8.4 Debugging
The CHR debugging facilities are currently rather limited. Only tracing is currently available. To use the CHR debugging facilities for a CHR file it must be compiled for debugging. Generating debug info is controlled by the CHR option debug, whose default is derived from the SWI-Prolog flag generate_debug_info. Therefore debug info is provided unless the -nodebug is used.
8.4.1 Ports
For CHR constraints the four standard ports are defined:- call
- A new constraint is called and becomes active.
- exit
- An active constraint exits: it has either been inserted in the store after trying all rules or has been removed from the constraint store.
- fail
- An active constraint fails.
- redo
- An active constraint starts looking for an alternative solution.
In addition to the above ports, CHR constraints have five additional ports:
- wake
- A suspended constraint is woken and becomes active.
- insert
- An active constraint has tried all rules and is suspended in the constraint store.
- remove
- An active or passive constraint is removed from the constraint store.
- try
- An active constraint tries a rule with possibly some passive constraints. The try port is entered just before committing to the rule.
- apply
- An active constraint commits to a rule with possibly some passive constraints. The apply port is entered just after committing to the rule.
8.4.2 Tracing
Tracing is enabled with the chr_trace/0 predicate and disabled with the chr_notrace/0 predicate.

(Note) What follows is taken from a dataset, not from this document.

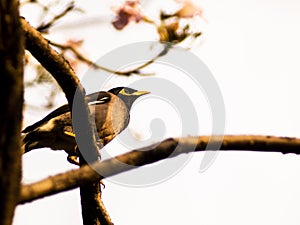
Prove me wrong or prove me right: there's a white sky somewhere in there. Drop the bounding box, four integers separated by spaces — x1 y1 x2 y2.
15 0 300 225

When enabled the tracer will step through the call
,
exit
, fail
, wake
and apply
ports, accepting debug commands, and simply write out the other ports.
The following debug commands are currently supported:
CHR debug options: <cr> creep c creep s skip g ancestors n nodebug b break a abort f fail ? help h help
Their meaning is:
- creep
- Step to the next port.
- skip
- Skip to exit port of this call or wake port.
- ancestors
- Print list of ancestor call and wake ports.
- nodebug
- Disable the tracer.
- break
- Enter a recursive Prolog top level. See break/0.
- abort
- Exit to the top level. See abort/0.
- fail
- Insert failure in execution.
- help
- Print the above available debug options.
8.4.3 CHR Debugging Predicates
Thelibrary(chr)
module
contains several predicates that allow inspecting and printing the
content of the constraint store.
- chr_trace
- Activate the CHR tracer. By default the CHR tracer is activated and deactivated automatically by the Prolog predicates trace/0 and notrace/0.
- chr_notrace
- Deactivate the CHR tracer. By default the CHR tracer is activated and deactivated automatically by the Prolog predicates trace/0 and notrace/0.
- chr_leash(+Spec)
- Define the set of CHR ports on which the CHR tracer asks for user
intervention (i.e. stops). Spec is either a list of ports as
defined in section 8.4.1
or a predefined `alias'. Defined aliases are:
full
to stop at all ports,none
oroff
to never stop, anddefault
to stop at thecall
,exit
,fail
,wake
andapply
ports. See also leash/1. - chr_show_store(+Mod)
- Prints all suspended constraints of module Mod to the
standard output. This predicate is automatically called by the
SWI-Prolog top level at the end of each query for every CHR module
currently loaded. The Prolog flag
chr_toplevel_show_store
controls whether the top level shows the constraint stores. The valuetrue
enables it. Any other value disables it. - find_chr_constraint(-Constraint)
- Returns a constraint in the constraint store. Via backtracking, all constraints in the store can be enumerated.